Eduard Hovy

Eduard Hovy

Carnegie Mellon University
Language Technologies Institute
5000 Forbes Avenue
Pittsburgh, PA 15213
U.S.A.

tel: +1-412-268-6592
email: hovy@cmu.edu

Projects webpage: http://www.edvisees.cs.cmu.edu

Current Positions
Research Directions and Projects
Work Experience
Honors

Current Positions

Prof. Hovy currently holds the following positions:

Research Professor at the Language Technologies Institute of Carnegie Mellon University. My research focuses on various topics, including aspects of the computational semantics of human language (such as text analysis, event detection and coreference, text summarization and generation, question answering, discourse processing, ontologies, text mining, text annotation, and machine translation evaluation), aspects of social media (such as event detection and tracking, sentiment and opinion analysis, and author profile creation), analysis of the semantics of non-textual information such as tables, and aspects of digital government. For details see below.

Regular High-Level Visiting Scientist, International Guest Academic Talents (IGAT) Program for the Development of University Disciplines in China (111 Program), China (Jan 2008 -- Dec 2017).
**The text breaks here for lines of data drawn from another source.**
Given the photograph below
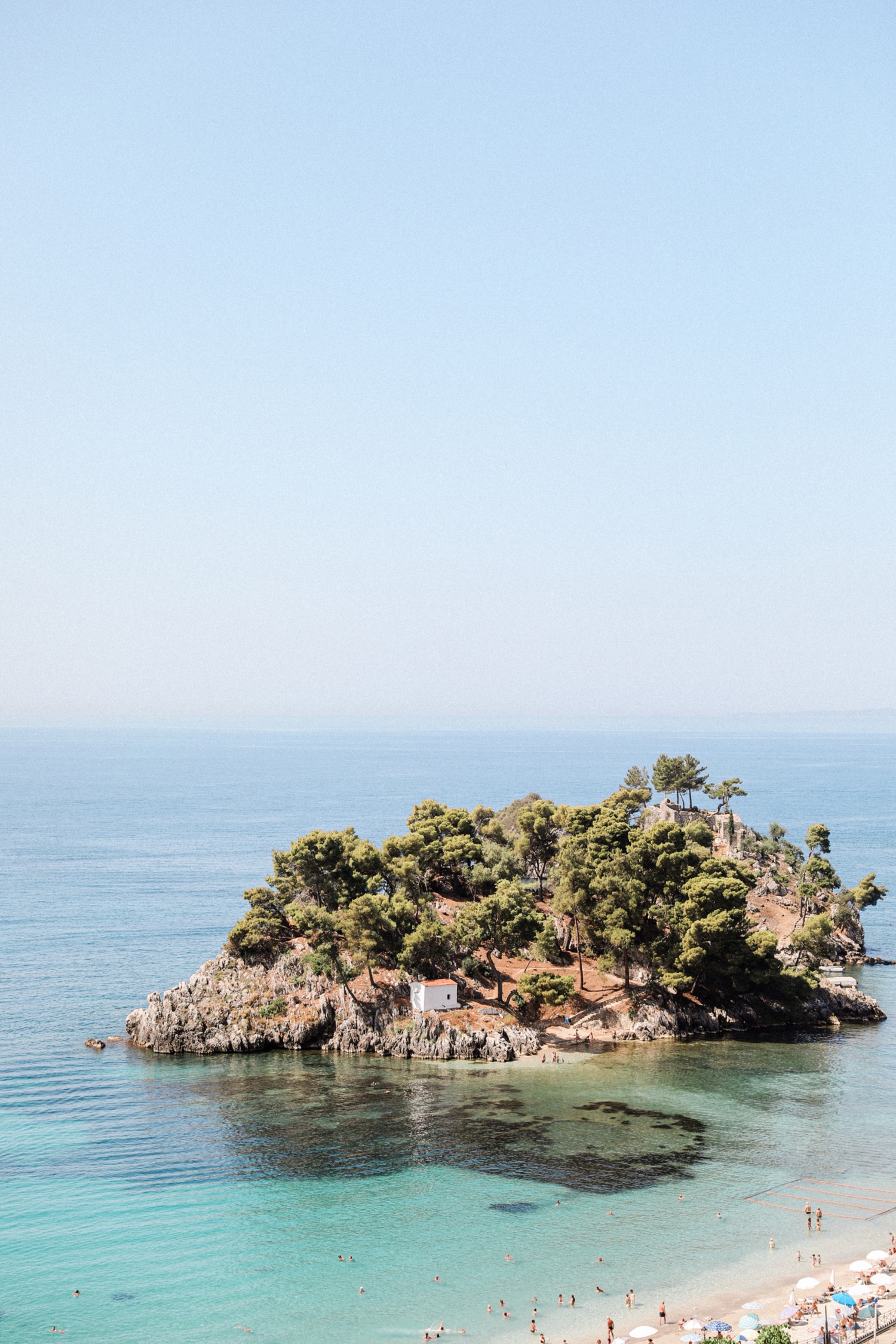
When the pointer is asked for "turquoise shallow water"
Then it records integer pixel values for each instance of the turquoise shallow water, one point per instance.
(190, 1196)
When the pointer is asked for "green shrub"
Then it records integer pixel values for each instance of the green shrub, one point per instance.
(547, 947)
(260, 936)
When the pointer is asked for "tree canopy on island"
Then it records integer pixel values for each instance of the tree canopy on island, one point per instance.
(460, 889)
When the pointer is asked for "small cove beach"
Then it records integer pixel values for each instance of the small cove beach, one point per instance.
(191, 1196)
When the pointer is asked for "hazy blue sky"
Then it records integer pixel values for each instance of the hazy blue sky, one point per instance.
(461, 358)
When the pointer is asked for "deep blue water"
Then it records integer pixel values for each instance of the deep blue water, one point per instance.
(190, 1196)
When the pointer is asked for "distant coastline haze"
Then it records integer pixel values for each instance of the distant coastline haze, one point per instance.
(505, 360)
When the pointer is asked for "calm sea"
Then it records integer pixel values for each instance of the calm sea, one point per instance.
(191, 1199)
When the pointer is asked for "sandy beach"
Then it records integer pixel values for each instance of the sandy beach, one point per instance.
(773, 1293)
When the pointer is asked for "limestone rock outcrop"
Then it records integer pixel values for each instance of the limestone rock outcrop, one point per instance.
(233, 1007)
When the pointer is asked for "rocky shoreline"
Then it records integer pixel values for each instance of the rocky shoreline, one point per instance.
(234, 1007)
(231, 1007)
(665, 1017)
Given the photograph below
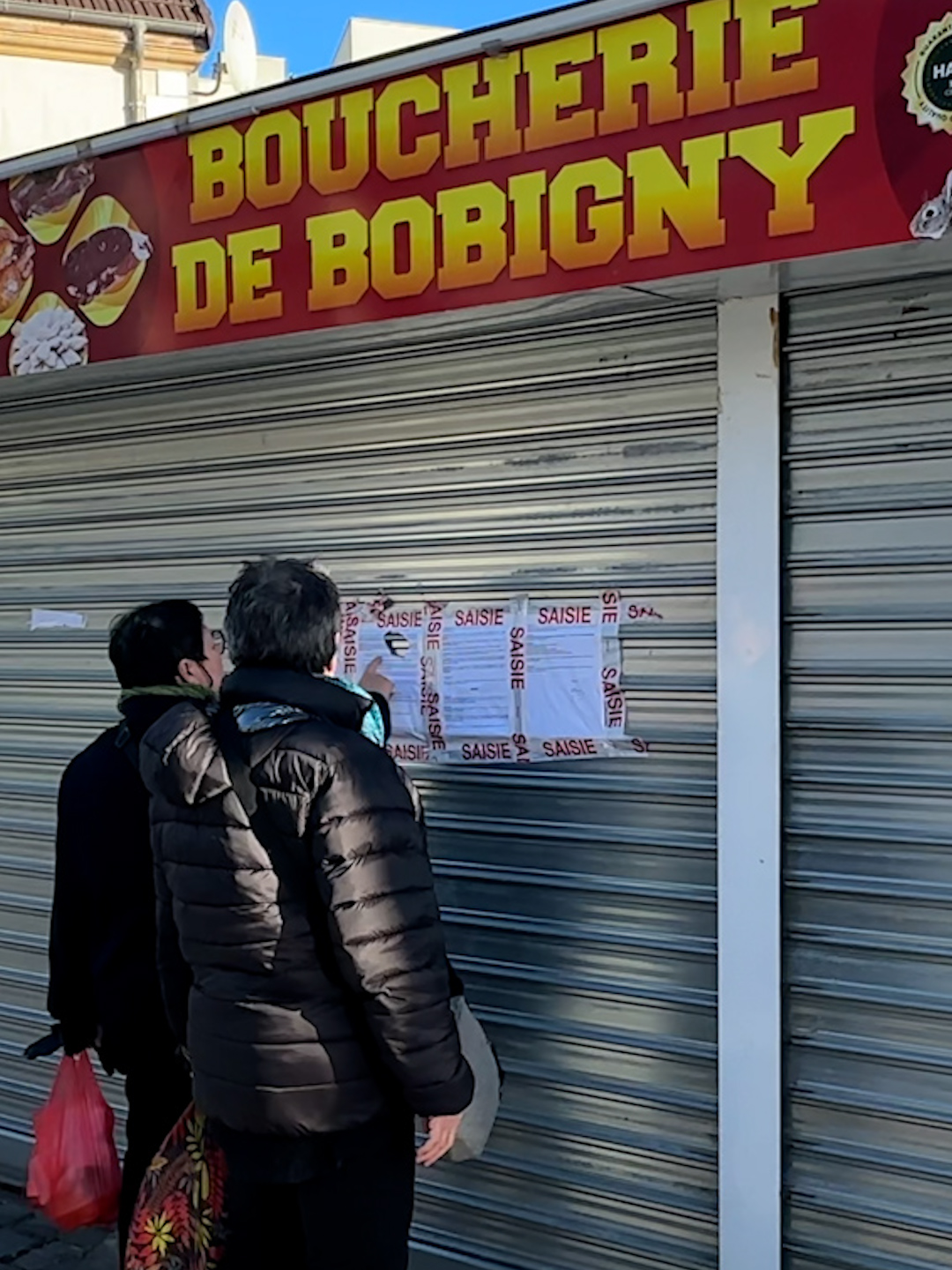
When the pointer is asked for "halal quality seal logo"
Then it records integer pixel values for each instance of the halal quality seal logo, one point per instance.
(928, 78)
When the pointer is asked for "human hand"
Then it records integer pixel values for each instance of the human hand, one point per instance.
(375, 681)
(441, 1136)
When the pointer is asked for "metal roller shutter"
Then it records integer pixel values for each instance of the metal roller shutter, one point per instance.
(868, 766)
(551, 450)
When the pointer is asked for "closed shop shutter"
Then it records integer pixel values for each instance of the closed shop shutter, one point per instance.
(550, 451)
(868, 768)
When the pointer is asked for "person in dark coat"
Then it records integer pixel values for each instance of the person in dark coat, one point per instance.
(303, 961)
(103, 973)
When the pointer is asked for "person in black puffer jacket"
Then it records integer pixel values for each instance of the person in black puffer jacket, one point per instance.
(104, 987)
(314, 998)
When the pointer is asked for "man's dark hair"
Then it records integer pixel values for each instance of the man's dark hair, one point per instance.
(147, 644)
(283, 615)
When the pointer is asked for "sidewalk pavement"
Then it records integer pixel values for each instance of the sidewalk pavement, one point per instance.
(28, 1243)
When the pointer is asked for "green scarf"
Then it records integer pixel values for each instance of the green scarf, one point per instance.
(187, 691)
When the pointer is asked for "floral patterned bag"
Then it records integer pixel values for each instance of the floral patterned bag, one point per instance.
(178, 1223)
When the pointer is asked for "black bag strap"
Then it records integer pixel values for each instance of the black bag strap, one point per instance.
(291, 873)
(129, 747)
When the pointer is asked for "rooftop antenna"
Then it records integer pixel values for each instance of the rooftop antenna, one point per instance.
(239, 55)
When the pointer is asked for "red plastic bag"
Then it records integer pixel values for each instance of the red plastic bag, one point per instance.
(74, 1172)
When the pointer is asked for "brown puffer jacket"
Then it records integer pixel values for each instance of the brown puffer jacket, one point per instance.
(305, 1009)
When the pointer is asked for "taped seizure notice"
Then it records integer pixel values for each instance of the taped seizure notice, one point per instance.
(513, 681)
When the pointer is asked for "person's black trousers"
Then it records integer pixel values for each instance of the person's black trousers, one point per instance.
(352, 1212)
(159, 1091)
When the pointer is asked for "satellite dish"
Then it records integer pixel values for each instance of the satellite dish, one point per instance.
(240, 52)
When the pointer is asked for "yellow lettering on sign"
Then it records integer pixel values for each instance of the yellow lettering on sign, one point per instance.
(473, 235)
(253, 297)
(605, 225)
(201, 265)
(764, 38)
(417, 215)
(707, 23)
(353, 112)
(340, 270)
(279, 133)
(556, 92)
(693, 206)
(790, 175)
(217, 173)
(493, 109)
(641, 51)
(421, 93)
(530, 258)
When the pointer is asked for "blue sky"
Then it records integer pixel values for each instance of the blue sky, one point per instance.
(308, 34)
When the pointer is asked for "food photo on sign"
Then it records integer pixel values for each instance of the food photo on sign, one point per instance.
(703, 136)
(72, 258)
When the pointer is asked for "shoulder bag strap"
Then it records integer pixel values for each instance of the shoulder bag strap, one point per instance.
(291, 871)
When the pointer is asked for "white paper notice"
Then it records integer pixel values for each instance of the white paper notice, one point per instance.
(397, 638)
(564, 695)
(54, 620)
(478, 698)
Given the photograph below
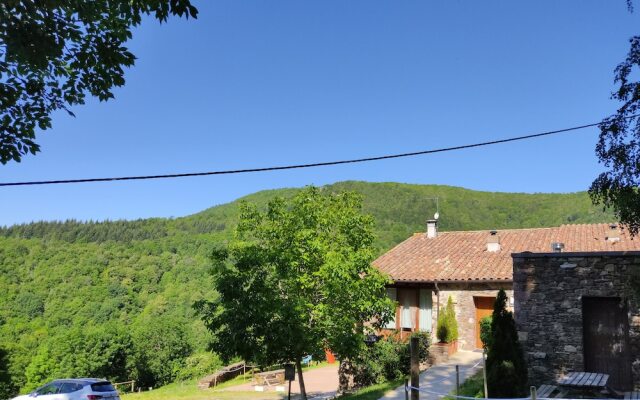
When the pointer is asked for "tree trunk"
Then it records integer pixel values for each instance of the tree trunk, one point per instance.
(303, 391)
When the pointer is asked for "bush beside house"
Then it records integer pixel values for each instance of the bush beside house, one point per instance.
(506, 368)
(385, 360)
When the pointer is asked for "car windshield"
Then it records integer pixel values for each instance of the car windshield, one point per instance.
(102, 387)
(51, 388)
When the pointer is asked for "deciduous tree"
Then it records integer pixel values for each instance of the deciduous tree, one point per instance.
(55, 52)
(506, 368)
(618, 146)
(297, 279)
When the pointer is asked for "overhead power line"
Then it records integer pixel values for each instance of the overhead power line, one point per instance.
(299, 166)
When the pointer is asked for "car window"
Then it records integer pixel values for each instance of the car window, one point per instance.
(102, 387)
(51, 388)
(69, 387)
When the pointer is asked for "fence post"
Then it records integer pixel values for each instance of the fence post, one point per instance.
(457, 380)
(406, 389)
(484, 374)
(534, 393)
(415, 368)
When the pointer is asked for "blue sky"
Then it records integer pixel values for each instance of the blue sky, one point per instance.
(257, 83)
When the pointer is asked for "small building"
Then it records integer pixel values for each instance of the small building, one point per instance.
(471, 266)
(579, 311)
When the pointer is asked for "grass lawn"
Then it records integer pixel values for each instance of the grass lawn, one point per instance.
(189, 391)
(373, 392)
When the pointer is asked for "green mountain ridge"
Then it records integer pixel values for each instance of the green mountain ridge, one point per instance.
(399, 209)
(115, 299)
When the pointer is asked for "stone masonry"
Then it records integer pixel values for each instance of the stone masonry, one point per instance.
(548, 290)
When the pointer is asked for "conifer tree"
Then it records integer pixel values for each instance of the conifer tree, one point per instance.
(506, 368)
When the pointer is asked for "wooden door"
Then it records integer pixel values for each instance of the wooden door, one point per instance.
(484, 308)
(606, 339)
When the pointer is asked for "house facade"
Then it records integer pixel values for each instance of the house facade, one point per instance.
(471, 266)
(579, 311)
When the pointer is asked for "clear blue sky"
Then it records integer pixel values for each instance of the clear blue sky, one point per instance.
(258, 83)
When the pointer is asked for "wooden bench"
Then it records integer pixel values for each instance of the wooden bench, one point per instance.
(544, 391)
(269, 378)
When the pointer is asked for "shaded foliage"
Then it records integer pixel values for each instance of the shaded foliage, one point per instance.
(54, 53)
(57, 277)
(383, 361)
(297, 279)
(485, 332)
(506, 367)
(447, 325)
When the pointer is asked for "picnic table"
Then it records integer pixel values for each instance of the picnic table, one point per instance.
(584, 380)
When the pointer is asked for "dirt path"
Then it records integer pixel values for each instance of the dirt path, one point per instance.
(319, 382)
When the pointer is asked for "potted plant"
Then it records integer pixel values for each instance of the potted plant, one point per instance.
(447, 328)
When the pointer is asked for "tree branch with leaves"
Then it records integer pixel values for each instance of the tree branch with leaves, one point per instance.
(53, 53)
(296, 280)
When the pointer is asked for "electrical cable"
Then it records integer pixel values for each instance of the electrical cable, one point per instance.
(299, 166)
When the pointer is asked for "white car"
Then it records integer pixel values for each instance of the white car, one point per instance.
(74, 389)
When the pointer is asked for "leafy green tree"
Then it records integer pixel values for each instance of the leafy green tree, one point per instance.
(485, 332)
(618, 146)
(297, 279)
(506, 368)
(55, 52)
(6, 387)
(161, 347)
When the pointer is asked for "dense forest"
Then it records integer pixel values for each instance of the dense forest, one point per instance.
(114, 299)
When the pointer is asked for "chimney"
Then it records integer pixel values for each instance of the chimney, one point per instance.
(557, 247)
(432, 228)
(493, 242)
(614, 233)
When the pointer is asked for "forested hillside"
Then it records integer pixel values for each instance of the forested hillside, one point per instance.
(114, 299)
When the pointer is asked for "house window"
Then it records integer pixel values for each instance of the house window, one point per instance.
(425, 310)
(393, 295)
(406, 316)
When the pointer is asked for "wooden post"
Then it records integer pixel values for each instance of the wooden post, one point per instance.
(415, 368)
(406, 389)
(484, 374)
(534, 393)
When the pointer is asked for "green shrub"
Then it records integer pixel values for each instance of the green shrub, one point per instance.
(485, 332)
(386, 360)
(424, 340)
(199, 365)
(447, 326)
(506, 368)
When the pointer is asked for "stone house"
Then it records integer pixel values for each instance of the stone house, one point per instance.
(580, 311)
(471, 266)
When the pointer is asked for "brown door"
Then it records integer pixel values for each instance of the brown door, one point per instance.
(606, 339)
(484, 308)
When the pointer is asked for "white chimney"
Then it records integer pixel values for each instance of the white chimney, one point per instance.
(493, 242)
(432, 228)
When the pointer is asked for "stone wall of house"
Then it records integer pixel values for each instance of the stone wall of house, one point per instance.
(548, 306)
(462, 295)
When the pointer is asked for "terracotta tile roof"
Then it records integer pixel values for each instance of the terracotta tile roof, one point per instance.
(463, 256)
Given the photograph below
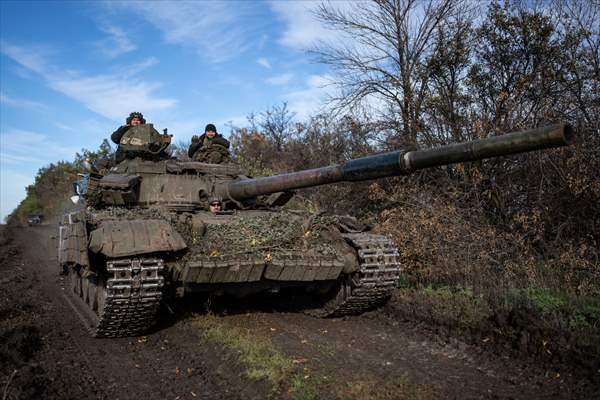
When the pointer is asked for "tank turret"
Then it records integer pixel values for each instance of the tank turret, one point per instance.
(147, 232)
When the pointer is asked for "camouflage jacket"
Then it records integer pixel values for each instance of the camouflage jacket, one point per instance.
(118, 134)
(195, 146)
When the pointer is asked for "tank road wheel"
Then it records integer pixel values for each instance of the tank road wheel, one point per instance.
(124, 303)
(372, 284)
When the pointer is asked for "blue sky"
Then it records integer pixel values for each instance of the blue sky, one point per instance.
(71, 71)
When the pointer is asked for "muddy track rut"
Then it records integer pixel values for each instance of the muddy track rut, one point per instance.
(344, 356)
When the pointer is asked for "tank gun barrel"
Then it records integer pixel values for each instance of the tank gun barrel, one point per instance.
(404, 162)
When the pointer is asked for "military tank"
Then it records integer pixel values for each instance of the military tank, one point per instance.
(145, 232)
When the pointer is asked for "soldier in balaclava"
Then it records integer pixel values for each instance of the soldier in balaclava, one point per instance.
(211, 147)
(144, 143)
(135, 118)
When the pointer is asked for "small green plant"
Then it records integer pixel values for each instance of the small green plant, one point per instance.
(262, 359)
(545, 300)
(303, 388)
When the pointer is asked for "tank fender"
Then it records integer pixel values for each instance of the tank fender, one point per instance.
(72, 240)
(133, 237)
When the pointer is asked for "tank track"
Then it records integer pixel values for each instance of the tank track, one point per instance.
(373, 283)
(122, 304)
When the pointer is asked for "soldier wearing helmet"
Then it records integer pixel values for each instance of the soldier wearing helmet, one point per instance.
(146, 144)
(210, 147)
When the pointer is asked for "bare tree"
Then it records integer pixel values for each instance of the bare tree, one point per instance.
(385, 56)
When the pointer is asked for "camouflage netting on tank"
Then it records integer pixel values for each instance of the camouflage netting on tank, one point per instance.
(269, 234)
(112, 213)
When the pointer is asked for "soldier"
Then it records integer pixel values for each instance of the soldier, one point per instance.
(151, 145)
(211, 147)
(215, 206)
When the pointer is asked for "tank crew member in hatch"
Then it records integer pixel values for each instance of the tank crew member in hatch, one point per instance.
(138, 139)
(211, 147)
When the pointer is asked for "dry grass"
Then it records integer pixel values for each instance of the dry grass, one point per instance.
(396, 389)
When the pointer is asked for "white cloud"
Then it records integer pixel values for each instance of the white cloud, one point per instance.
(302, 29)
(116, 43)
(21, 103)
(31, 58)
(280, 80)
(107, 95)
(12, 190)
(216, 30)
(312, 98)
(264, 62)
(32, 147)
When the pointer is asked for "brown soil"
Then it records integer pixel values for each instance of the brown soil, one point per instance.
(46, 353)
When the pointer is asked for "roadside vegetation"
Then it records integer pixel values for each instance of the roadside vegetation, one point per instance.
(504, 252)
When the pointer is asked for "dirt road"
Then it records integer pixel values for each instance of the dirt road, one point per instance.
(46, 353)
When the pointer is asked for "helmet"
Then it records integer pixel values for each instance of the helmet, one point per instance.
(133, 115)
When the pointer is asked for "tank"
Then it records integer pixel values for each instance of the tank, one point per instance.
(145, 232)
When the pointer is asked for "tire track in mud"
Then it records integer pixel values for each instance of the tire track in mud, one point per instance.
(171, 362)
(354, 358)
(389, 357)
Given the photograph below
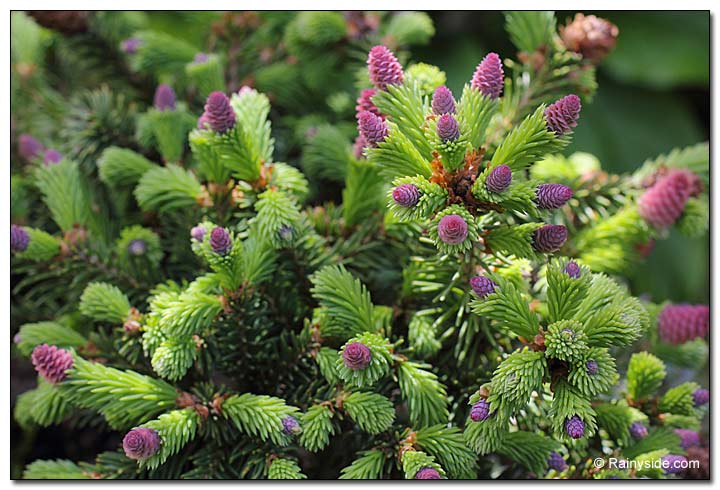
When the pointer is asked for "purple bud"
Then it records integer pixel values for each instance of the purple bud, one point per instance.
(447, 128)
(499, 179)
(549, 238)
(575, 427)
(591, 367)
(356, 356)
(701, 397)
(681, 323)
(28, 147)
(452, 229)
(219, 113)
(482, 286)
(220, 241)
(638, 430)
(51, 363)
(480, 411)
(572, 269)
(427, 474)
(164, 98)
(19, 238)
(359, 145)
(51, 156)
(673, 463)
(203, 121)
(200, 58)
(365, 103)
(556, 462)
(443, 101)
(688, 438)
(406, 195)
(137, 247)
(384, 69)
(141, 443)
(488, 76)
(291, 426)
(552, 196)
(131, 45)
(372, 127)
(198, 233)
(562, 115)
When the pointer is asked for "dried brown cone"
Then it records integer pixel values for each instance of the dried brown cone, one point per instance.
(65, 21)
(590, 36)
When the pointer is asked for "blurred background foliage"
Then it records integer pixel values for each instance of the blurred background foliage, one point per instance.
(653, 96)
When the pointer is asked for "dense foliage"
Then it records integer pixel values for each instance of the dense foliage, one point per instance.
(215, 263)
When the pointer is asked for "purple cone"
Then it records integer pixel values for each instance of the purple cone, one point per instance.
(701, 397)
(383, 68)
(203, 121)
(638, 430)
(164, 98)
(219, 113)
(131, 45)
(452, 229)
(141, 443)
(427, 474)
(447, 128)
(549, 238)
(365, 103)
(673, 463)
(562, 115)
(681, 323)
(499, 179)
(688, 438)
(51, 156)
(359, 145)
(372, 127)
(488, 76)
(572, 269)
(291, 426)
(552, 196)
(198, 233)
(19, 238)
(480, 411)
(51, 362)
(220, 241)
(482, 286)
(28, 147)
(357, 356)
(137, 247)
(406, 195)
(443, 101)
(557, 462)
(575, 427)
(591, 367)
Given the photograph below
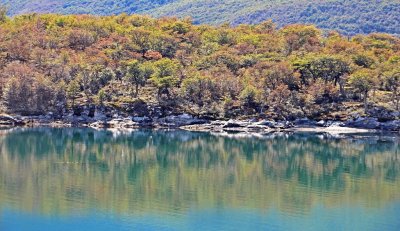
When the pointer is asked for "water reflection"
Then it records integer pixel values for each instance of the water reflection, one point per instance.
(73, 171)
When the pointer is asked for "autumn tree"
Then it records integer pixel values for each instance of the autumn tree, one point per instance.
(363, 81)
(3, 13)
(137, 74)
(165, 75)
(392, 82)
Research Directions and Projects

Research can be organized into three principal overlapping directions:

(1) Natural Language Processing / Computational Linguistics / Human Language Technology

Development of sophisticated machine reading, information extraction, parsing, and text analysis technology (relevant publications).
DARPA's programs AIDA, World Modeling, Big Mechanisms, DEFT, and Machine Reading all have the goal to develop NLP and knowledge representation and reasoning techniques for deeper semantic analysis of text and resultant automated learning of domain information. Prof. Hovy leads or has led the following projects: OPERA (AIDA Program, 2018--, domain: automated hypothesis formation and reasoning based on multilingual news and reports); STORM/SOFIA (World Modelers Program, 2017--, domain: reading to help construct in-depth causal models of world situations) as part of the STORM project headed by researchers at the University of Pittsburgh; RUBICON (Big Mechanism program, 2014--2017, domain: research articles on cancer), which includes researchers at Carnegie Mellon University (CMU), the University of Southern California's Information Sciences Institute (USC/ISI), and Elsevier Inc.; SAFT (Semantic Analysis and Filtering of Text) (DEFT program, 2012--2015, domain: news articles and reports on violent and legal events), which includes researchers at CMU and USC/ISI; from 2008--12, Prof. Hovy's groups participated in two of DARPA's MRP teams: RACR (headed by IBM, the team that developed the Watson QA game-playing engine) and ERUDITE (headed by BBN; the OntoNotes corpus was developed as part of this project); the SASO (2004--11) and MRE (2001--04) projects at the Institute of Creative Technology of the University of Southern California developed virtual humans in virtual reality simulations, employing text-to-semantics parsers and opposite-direction generators developed by Prof. Hovy and students.

Development of text analytics systems and approaches in various domains. One example is Future of Work, a project with Lee Branstetter of CMU that attempts to quantify the effect of Artificial Intelligence developments on the economies of the US (and later, other countries) by identifying all AI-related patents and analyzing how they affect the workforce of the corporations that develop and/or employ the patents; another is the AI in the Auditing Process project, working with auditors at PriceWaterhouseCoopers and Pierre Liang to employ NLP and AI methods in support of corporate auditing procedures.

Development of automated question answering systems (relevant publications).
Associated with the above are several QA systems developed at ISI, such as Textmap and Webclopedia (with Dr. Daniel Marcu, Dr. Ulf Hermjakob, Dr. Chin-Yew Lin, and others). This work employed information retrieval, clustering, text summarization, parsing, and text harvesting methods described elsewhere.

Development of automated text summarization systems and automated summarization evaluation theory and technology (relevant publications).
Summarization engines developed by Prof. Hovy, Dr. Chin-Yew Lin, and others at ISI include SUMMARIST (single documents), NeATS (multiple documents), and GOSP (producing headlines). Summarization was used in multilingual text access and management systems such as C*ST*RD and MuST. Summarization evaluation systems include ROUGE (2003--04) developed by Dr. Chin-Yew Lin of ISI with Prof. Hovy, and the BE package (2005--08) developed by Dr. Stephen Tratz and Prof. Hovy.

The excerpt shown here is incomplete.